Pink’s assertion that “we’re all in sales now” reflects the urgency of its mission. His research has shown that not only are one in nine workers in sales, but we all spend 40% of our work time selling something, whatever our role: “not just objects, but ideas and techniques. We are persuading, negotiating and pitching, like lawyers selling juries on their verdict or public figures selling their personal brand on Twitter”.
As his video on ‘the new ABCs of selling’ brilliantly demonstrates, a job that was once “a task for slick glad-handers who skate through life on a shoeshine and a smile” has been utterly disrupted in a world where customers have an abundance of reviews, ratings, and comparison websites at their fingertips. Deception and patter no longer cut the mustard; instead, fairness, honesty, trust and a passion for authentic human service are the watchwords of the new sales elite.
As Pink puts it, “If the person you’re selling to agrees to buy, will his or her life improve? When your interaction is over, will the world be a better place than when you began? If the answer to either of these questions is no, you’re doing something wrong.”
In other words: if you don’t make it feel human and easy, you won’t make the sale.
With this in mind, we asked Dan to give us his opinion on how both leaders and those on the sales front line can start to make it feel more human.
BS: Great to speak to you, Dan. What’s your advice (or some of it, anyway) to leaders who are trying to create an environment where their people sell in a more human way?
DP: Start small. We have a tendency to want to change everything right away. But many times, the more effective strategy is to try one thing, see if it works, refine it as necessary, then try it again at a larger scale. Also, it’s important for people to keep in mind why they’re doing this. Yes, it’s to create a more humane setting. But it’s also because it works.
BS: Your ABCs are so straightforward.
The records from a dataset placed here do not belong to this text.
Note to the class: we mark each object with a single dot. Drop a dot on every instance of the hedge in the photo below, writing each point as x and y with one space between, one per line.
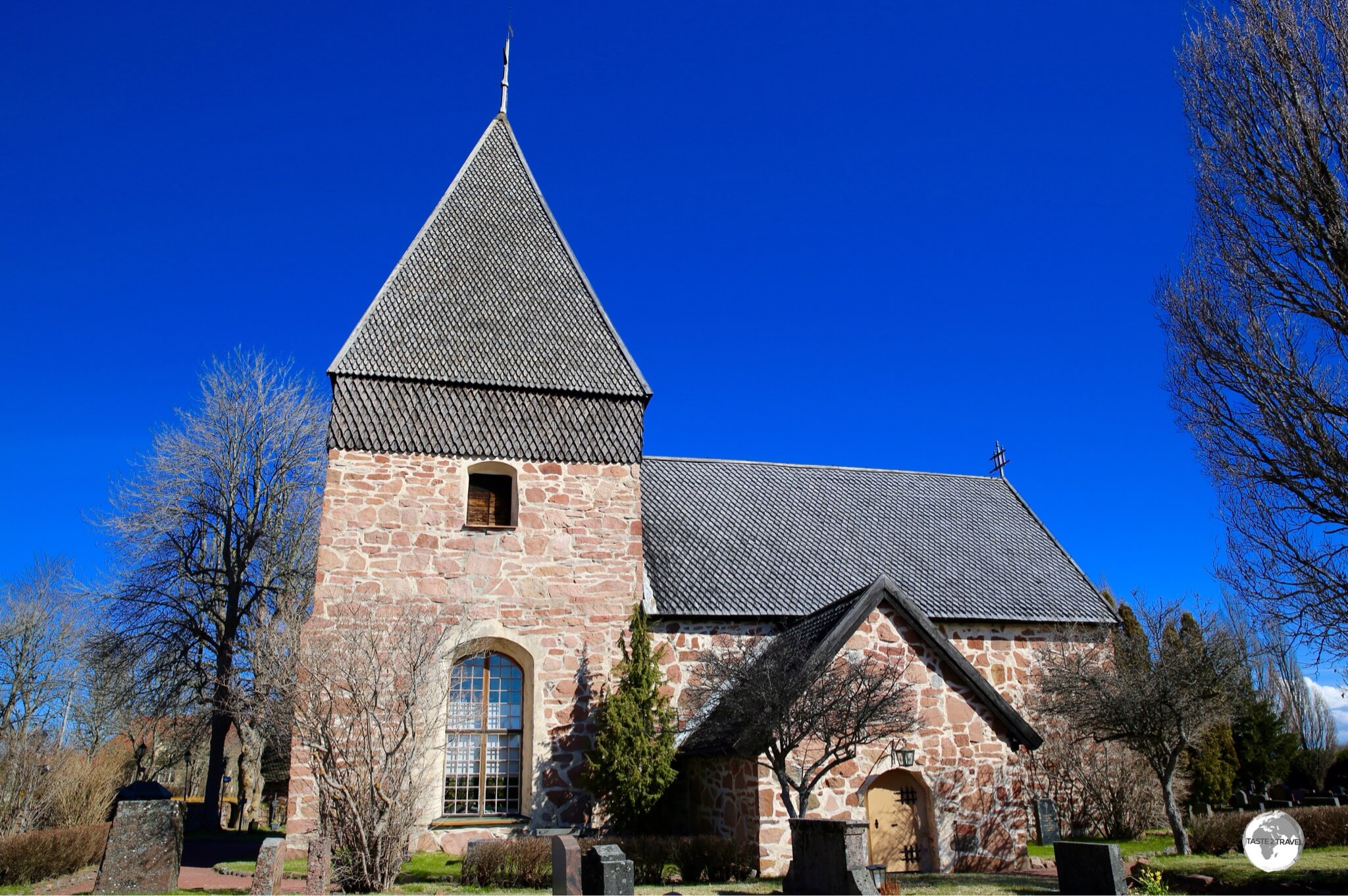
36 856
1222 833
527 861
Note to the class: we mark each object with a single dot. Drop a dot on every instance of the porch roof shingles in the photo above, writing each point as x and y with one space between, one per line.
739 538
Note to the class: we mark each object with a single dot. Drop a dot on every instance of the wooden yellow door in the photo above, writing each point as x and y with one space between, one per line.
893 809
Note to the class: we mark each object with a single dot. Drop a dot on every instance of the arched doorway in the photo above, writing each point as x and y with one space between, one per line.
896 810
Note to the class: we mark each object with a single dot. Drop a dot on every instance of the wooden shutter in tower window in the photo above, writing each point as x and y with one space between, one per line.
488 499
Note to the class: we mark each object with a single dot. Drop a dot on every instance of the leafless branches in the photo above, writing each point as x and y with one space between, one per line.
219 530
1157 685
41 634
370 690
1101 790
802 716
1257 320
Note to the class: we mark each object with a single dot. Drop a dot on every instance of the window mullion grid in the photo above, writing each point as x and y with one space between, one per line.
482 758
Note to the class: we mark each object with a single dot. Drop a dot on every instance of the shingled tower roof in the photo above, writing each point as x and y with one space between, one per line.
487 337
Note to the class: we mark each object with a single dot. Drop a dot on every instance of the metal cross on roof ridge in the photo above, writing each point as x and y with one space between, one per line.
999 461
510 33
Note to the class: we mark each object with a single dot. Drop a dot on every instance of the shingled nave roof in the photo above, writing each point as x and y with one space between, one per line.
490 295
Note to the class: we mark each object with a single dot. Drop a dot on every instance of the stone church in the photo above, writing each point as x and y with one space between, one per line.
486 461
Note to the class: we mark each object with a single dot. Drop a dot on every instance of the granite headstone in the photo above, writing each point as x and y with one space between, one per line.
607 871
1047 816
567 865
828 857
1089 870
145 848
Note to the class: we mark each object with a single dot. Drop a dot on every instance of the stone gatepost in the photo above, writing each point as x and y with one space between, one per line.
319 879
270 870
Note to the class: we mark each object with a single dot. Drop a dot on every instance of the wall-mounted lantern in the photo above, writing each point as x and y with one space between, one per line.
901 757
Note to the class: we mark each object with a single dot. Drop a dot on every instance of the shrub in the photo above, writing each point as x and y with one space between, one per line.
527 861
710 857
47 853
1323 826
510 864
631 763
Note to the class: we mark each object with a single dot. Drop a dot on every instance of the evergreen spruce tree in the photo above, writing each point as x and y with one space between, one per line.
633 760
1212 768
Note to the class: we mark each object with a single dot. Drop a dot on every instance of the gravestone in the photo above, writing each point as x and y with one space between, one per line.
320 875
1320 801
607 871
1088 870
828 857
271 866
1047 817
567 865
143 851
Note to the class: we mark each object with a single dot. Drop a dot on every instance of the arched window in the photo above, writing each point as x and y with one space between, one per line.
486 736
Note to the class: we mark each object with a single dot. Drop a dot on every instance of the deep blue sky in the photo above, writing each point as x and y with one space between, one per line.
871 235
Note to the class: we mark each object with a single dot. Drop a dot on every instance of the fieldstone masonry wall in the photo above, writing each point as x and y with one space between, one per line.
964 760
556 591
553 592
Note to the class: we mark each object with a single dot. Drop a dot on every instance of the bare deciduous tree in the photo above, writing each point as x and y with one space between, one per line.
1157 685
1258 317
41 634
367 697
216 528
800 714
1099 790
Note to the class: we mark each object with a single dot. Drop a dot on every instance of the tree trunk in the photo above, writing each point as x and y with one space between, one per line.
1173 816
249 774
220 720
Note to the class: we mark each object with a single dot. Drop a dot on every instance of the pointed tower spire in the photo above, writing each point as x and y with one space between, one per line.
506 69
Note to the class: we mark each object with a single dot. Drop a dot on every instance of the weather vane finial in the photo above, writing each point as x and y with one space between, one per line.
506 68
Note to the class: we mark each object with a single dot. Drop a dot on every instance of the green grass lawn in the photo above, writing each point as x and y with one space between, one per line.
423 868
433 874
1323 870
1150 843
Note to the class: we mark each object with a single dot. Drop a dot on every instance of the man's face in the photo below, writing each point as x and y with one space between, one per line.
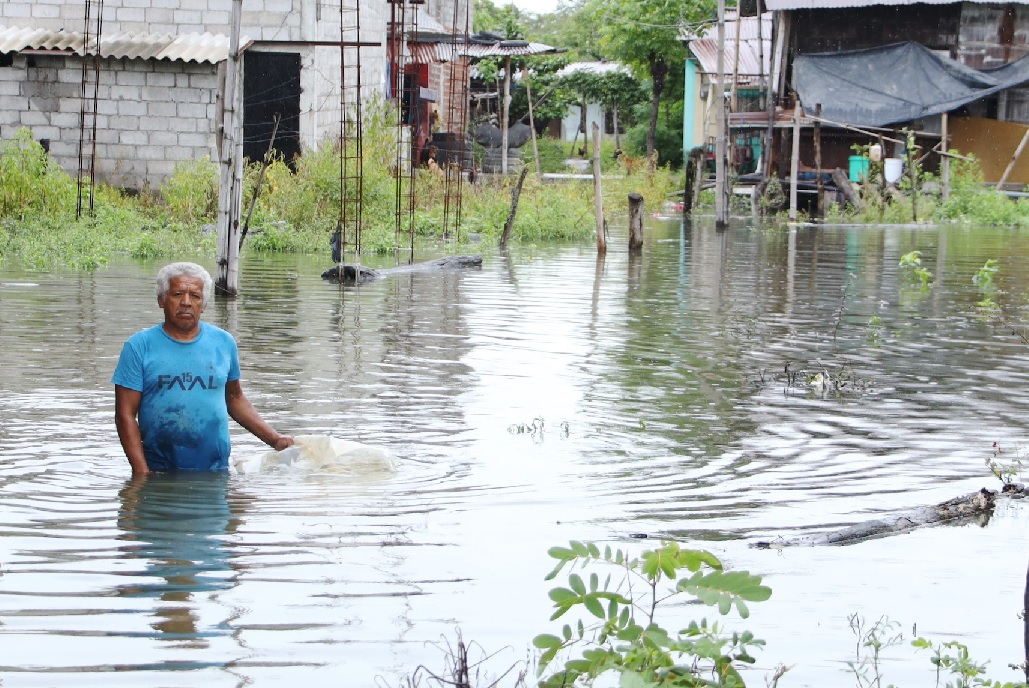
183 304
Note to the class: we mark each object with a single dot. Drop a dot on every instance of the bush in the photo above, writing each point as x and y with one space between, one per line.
29 183
191 192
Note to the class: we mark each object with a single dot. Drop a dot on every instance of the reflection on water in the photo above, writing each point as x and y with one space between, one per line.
178 524
550 396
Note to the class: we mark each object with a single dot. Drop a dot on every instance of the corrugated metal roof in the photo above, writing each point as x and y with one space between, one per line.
185 47
750 62
427 53
837 4
505 48
598 68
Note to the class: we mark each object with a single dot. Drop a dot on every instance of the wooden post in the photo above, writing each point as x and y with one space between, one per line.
914 177
946 163
1015 157
720 174
843 183
506 110
532 131
820 203
694 179
231 163
635 222
794 158
598 200
510 216
260 179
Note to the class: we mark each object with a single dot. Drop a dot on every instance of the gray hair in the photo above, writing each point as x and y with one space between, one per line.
172 270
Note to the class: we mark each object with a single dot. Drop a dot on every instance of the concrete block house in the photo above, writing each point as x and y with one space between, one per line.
156 84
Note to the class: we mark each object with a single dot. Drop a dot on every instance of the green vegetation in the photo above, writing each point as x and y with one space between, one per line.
296 210
621 642
913 261
624 637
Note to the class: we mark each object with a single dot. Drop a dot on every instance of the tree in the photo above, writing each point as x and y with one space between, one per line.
491 17
616 91
645 34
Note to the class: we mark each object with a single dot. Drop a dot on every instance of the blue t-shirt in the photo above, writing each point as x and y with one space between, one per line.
182 414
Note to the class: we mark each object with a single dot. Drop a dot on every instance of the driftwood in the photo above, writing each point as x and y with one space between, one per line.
349 275
977 506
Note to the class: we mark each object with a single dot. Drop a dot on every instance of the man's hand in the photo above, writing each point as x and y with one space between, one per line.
283 442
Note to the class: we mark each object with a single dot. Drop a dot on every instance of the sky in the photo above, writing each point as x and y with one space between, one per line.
535 6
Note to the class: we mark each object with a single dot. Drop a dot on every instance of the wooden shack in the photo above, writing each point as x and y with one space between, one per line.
980 37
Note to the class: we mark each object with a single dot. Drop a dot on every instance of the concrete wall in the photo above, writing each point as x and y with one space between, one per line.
149 114
570 122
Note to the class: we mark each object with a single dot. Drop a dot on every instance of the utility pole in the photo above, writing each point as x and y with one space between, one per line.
720 182
231 164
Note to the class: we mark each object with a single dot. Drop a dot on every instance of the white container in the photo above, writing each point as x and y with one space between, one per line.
892 169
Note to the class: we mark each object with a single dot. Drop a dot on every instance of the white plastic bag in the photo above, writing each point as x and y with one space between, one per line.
323 454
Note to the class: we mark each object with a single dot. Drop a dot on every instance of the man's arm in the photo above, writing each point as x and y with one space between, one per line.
126 408
244 412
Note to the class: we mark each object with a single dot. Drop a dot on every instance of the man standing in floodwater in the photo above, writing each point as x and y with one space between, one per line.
178 383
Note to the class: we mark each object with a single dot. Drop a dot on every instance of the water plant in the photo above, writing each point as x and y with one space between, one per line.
984 276
913 261
950 657
623 636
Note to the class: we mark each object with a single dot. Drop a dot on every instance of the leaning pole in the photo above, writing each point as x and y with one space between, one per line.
231 164
720 183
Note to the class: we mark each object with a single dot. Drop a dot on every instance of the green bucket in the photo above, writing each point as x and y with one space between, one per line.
858 168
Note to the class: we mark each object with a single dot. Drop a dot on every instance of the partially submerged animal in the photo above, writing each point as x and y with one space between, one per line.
349 275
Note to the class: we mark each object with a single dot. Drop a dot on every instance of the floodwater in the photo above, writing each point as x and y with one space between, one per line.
546 397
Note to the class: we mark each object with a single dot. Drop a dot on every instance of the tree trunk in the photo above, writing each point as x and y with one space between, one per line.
659 69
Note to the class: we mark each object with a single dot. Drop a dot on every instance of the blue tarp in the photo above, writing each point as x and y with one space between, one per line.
894 83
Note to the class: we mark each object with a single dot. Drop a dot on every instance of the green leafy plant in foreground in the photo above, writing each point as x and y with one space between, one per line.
950 657
623 635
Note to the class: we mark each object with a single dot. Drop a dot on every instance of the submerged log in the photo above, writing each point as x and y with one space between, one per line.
349 275
970 507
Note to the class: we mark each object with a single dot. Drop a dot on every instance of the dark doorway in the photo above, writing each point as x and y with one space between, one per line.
271 87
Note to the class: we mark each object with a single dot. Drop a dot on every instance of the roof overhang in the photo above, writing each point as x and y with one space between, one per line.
778 5
184 47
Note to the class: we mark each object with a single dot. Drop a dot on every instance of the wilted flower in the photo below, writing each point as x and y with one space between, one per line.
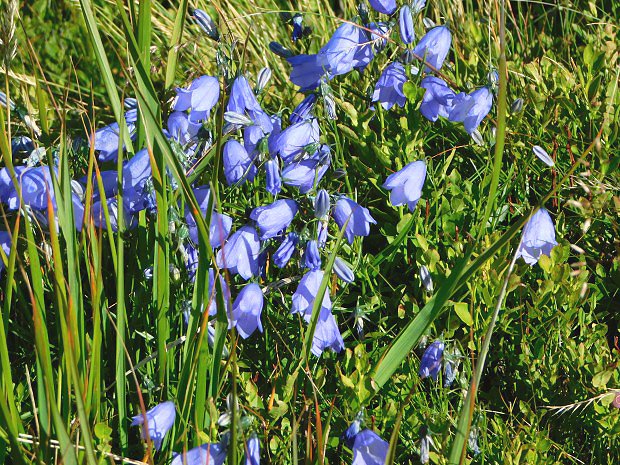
274 181
247 310
201 96
471 109
359 218
431 360
405 23
252 451
273 218
543 155
5 243
426 278
286 249
206 23
437 100
538 237
303 111
406 185
369 449
389 87
238 166
159 420
211 454
326 334
383 6
342 269
240 252
433 48
307 290
312 257
321 204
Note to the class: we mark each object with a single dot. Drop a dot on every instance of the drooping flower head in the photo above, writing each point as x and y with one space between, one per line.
159 420
369 449
431 360
247 310
538 237
273 218
359 218
406 185
389 88
434 47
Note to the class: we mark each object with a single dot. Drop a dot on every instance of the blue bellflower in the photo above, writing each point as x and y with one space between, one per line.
286 250
433 48
359 218
5 243
369 449
312 257
431 360
201 96
437 100
273 218
252 451
471 109
159 420
238 166
405 23
386 7
389 87
207 454
247 310
538 237
406 185
240 253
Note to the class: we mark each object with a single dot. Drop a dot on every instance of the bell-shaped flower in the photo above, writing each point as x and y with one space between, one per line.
343 271
303 111
307 173
247 310
389 88
273 218
201 96
386 7
5 243
471 109
312 257
431 360
286 249
543 155
437 100
240 253
369 449
307 290
238 166
157 421
219 225
433 48
292 143
321 204
405 24
307 71
273 180
207 454
326 334
252 451
358 217
406 185
538 237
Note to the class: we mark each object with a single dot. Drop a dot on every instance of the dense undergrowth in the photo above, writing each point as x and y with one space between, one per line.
83 309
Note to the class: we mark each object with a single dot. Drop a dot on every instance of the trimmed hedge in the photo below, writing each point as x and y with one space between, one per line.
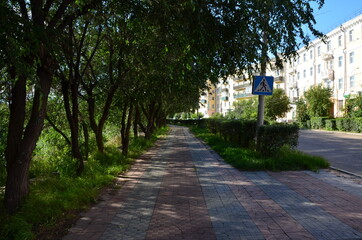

Why do you think lots of sales people still focus on the wrong things?
DP: Learned behaviour. If I do something one way on Tuesday, the odds are very strong I’ll do it the same way on Wednesday. What many people haven’t realised is that the old approach, which made sense at the time, has outlived its usefulness. Today, when buyers — of anything — have lots of information, lots of choices, and lots of ways to talk bad, selling, persuading, influencing requires a different approach.
BS: What makes a good ‘human’ interaction for you?
DP: If both sides are listening — truly listening, rather than waiting for the other side to stop talking. Selling, I’ve grown to understand, is more urgent, more important, and, in its own sweet way, more beautiful than we realize. It is part of human nature.